Tag Archives: investment


A typical fund/investment manager at a bank puts together a model portfolio where he has say, 20 per cent in dollars, 30 per cent in Yen, etc. Then the dollars are divided up into demand deposits, bonds and stock and the same with other basic currency groups. The main object of the investment manager is to do what everybody else does. By following the crowd he can’t be criticized if something goes wrong.

The second goal is to generate as many commissions for his employer as he can without being accused of churning by a client.
Where does the “smart money” go? It does not go to the typical fund or investment manager at a bank unless pure low interest preservation is wanted.
Our own personal feelings are that there are far too many variables to be able to go where the mythical “smart money” is. The fact is we personally know all kinds of people whom one would think were “smart money” and they make all kinds of horrible mistakes on their personal investments. They make their money on sure things like underwriting and company takeovers, or whatever their business is. I doubt if there is or ever has been anyone in the world who made a really sizeable fortune on just TRADING. Unless of course he had a pipeline to insider information – which it is illegal to trade upon.

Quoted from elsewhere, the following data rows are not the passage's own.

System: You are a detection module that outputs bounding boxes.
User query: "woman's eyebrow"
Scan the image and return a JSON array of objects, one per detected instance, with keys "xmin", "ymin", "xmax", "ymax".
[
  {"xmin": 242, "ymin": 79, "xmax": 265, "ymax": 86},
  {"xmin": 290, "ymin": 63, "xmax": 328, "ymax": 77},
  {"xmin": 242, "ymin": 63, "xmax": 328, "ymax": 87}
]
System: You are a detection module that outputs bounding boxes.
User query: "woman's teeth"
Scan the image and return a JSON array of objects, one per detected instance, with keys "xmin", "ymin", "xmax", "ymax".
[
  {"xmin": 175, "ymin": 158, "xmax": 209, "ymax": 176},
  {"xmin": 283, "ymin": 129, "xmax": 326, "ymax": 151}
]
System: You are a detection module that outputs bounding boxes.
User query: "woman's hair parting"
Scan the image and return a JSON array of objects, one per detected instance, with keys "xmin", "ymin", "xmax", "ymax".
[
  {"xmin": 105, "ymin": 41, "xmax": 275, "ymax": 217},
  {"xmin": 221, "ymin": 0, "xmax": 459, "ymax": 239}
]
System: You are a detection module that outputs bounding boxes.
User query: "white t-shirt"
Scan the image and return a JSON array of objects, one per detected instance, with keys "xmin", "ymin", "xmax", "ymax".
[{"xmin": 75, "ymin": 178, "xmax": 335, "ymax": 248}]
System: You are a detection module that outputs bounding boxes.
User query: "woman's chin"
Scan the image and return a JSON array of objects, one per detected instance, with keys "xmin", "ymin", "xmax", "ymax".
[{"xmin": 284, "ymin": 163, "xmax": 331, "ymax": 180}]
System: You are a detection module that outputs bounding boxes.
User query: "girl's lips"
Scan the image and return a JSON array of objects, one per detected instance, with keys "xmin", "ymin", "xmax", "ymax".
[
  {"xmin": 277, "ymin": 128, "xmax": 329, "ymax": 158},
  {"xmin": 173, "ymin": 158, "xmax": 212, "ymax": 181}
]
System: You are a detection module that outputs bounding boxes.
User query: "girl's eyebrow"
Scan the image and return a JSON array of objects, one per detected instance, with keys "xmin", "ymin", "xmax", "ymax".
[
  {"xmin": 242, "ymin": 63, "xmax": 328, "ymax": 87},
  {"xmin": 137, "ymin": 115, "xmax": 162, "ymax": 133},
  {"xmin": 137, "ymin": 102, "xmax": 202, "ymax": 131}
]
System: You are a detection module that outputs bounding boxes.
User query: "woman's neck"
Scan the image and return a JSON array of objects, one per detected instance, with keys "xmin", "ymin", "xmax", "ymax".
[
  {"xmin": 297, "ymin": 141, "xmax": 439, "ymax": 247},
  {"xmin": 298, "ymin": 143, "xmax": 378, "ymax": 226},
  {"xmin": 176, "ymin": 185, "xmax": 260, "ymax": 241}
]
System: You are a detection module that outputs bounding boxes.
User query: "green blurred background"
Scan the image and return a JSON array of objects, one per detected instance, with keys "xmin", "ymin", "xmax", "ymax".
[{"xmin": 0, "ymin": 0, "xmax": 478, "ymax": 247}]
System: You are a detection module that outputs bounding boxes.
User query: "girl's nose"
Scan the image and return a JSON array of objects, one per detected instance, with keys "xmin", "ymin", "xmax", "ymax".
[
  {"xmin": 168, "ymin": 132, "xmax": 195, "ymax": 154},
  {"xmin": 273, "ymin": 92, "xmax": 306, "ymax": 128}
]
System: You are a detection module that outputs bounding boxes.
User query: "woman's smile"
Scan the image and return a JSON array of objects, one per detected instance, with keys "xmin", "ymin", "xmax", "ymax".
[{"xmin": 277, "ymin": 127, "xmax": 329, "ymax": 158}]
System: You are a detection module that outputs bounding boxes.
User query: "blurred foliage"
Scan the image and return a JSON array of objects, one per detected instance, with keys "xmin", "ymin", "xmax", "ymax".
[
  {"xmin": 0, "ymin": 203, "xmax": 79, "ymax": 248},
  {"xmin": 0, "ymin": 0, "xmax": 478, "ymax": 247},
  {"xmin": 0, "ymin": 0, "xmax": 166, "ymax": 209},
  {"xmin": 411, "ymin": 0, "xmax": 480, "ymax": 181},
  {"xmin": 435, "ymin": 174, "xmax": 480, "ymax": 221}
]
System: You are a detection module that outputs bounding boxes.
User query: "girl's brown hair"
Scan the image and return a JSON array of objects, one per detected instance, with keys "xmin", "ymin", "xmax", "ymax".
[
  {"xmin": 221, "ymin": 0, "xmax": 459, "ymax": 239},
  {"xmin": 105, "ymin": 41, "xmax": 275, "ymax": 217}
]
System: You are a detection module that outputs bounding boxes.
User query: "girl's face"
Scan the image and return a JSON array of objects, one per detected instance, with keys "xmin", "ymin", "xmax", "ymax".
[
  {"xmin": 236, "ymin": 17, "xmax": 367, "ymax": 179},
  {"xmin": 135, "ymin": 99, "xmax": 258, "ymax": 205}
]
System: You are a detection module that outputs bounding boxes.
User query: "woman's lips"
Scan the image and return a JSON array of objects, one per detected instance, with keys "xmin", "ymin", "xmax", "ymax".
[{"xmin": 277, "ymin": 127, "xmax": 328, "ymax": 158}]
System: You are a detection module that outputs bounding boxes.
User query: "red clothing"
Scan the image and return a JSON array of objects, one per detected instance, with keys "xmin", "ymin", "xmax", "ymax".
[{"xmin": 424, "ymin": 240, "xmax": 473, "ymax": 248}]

Sure, there are lucky people who keep throwing sevens on the corner outs at the crap table. But they are rare and they never make as much as the guy who owns the casino.
We have yet to meet the reader who made serious money by picking out consistently winning stocks or currencies. Playing the markets is nothing more than a crap shoot. Of course, with AAA investments or conservative stock portfolios you can usually “preserve” your capital – which is about all we expect to do. Passive investments (stocks, bonds, currencies) are what you have to have, after all you don’t want the hassles of an active business anymore!

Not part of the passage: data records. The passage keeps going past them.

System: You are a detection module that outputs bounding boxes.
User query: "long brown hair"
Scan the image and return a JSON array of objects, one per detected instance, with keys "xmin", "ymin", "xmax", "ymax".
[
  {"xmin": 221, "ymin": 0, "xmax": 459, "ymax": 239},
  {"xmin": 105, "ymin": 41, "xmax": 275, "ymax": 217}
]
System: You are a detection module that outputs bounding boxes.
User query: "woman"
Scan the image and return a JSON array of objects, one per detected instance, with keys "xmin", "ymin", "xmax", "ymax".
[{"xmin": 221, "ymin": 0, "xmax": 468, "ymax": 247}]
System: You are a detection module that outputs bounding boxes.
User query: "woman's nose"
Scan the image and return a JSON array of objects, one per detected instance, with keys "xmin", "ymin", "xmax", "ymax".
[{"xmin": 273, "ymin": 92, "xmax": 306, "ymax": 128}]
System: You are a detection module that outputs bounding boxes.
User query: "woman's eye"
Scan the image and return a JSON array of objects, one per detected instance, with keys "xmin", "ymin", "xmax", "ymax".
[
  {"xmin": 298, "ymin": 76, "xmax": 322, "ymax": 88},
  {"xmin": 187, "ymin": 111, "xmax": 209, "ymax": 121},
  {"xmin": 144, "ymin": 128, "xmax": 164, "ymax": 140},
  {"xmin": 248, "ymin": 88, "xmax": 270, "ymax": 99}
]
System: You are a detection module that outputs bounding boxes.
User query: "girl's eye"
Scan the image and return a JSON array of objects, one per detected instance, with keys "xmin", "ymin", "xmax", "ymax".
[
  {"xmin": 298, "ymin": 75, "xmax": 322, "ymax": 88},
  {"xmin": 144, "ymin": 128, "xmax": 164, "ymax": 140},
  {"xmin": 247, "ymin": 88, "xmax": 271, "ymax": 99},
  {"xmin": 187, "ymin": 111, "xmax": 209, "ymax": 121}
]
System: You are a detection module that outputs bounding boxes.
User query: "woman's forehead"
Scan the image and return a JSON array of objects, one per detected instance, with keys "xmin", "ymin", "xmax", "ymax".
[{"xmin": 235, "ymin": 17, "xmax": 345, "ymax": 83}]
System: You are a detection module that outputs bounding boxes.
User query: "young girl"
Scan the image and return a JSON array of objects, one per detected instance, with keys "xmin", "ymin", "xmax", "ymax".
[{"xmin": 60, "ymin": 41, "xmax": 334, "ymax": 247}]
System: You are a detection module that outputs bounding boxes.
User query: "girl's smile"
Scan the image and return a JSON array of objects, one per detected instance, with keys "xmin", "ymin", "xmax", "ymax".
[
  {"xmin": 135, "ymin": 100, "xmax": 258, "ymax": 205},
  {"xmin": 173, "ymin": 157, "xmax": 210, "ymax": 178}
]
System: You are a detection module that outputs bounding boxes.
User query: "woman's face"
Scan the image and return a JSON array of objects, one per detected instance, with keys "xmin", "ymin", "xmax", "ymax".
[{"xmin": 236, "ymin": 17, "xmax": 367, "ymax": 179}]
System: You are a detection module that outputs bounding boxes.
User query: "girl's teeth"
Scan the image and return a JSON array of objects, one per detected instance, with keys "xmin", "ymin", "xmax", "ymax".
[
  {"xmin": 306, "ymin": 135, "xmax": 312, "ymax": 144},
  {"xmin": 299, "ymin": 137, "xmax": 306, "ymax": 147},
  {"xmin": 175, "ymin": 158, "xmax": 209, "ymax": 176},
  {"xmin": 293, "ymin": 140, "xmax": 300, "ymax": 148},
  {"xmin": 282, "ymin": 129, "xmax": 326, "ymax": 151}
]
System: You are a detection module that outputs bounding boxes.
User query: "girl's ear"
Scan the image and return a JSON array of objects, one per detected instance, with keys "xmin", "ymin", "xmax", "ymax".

But you can’t expect to make the same return as you got by buying some land with 5 per cent down and putting a spec house on it with borrowed money. When a friend of ours did that, he could make US $25,000 on an investment of zero (or less than zero if he borrowed enough). With State laws like those of California insulating you from personal liability on real estate loans, it can even be done completely without risk. But there are always hassles and the need to put time into “deals”. Once you have had enough of deals, it is an unrealistic expectation that you can make a consistent 50 per cent a year on your money.

NOBODY DOES. The historic real return on capital over inflation is more like 2-3 per cent per year.
Sometimes you can see something obvious like we saw the decline of the Tokyo stock market coming for 3 years before it happened. But timing to take advantage of the obvious is impossible to get right consistently. If we had followed our instincts and sold short Nippon Telephone when it was issued at a p/e ratio of 300, we would have lost our shirts. Because it went up! We would have had to cover our short sales. When our predictions finally came true, we wouldn’t have made enough just to cover our loss of interest. In the stock market, if you want a profit, the answer is to take a course in the Graham & Dodd Fundamentals. Then wait patiently for a buying opportunity (crash) and buy and hold a stock until the market value catches up with the true value – even if it takes ten years.
Our sure bet is some choice real estate in places like East Berlin, Germany, Prague, Budapest. Prices are now 20 per cent of nearby countries and you can get a good return on rents. The risk isn’t great and you can probably get mortgages to cover most of the risk. Why don’t we do it? Frankly we don’t want the hassle of dealing with tenants who don’t pay, frozen pipes, insurance claims, etc. We have enough money to meet our simple needs for such things as travelling anywhere we want to go, getting massaged regularly, eating anywhere and living in a pretty nice place. So why should we get into doing administration work on projects to make more money? And above all, with real estate, you spend half your time screwing around with bureaucrats. Its a living, but if you can get along without becoming part of the system, who needs the aggro?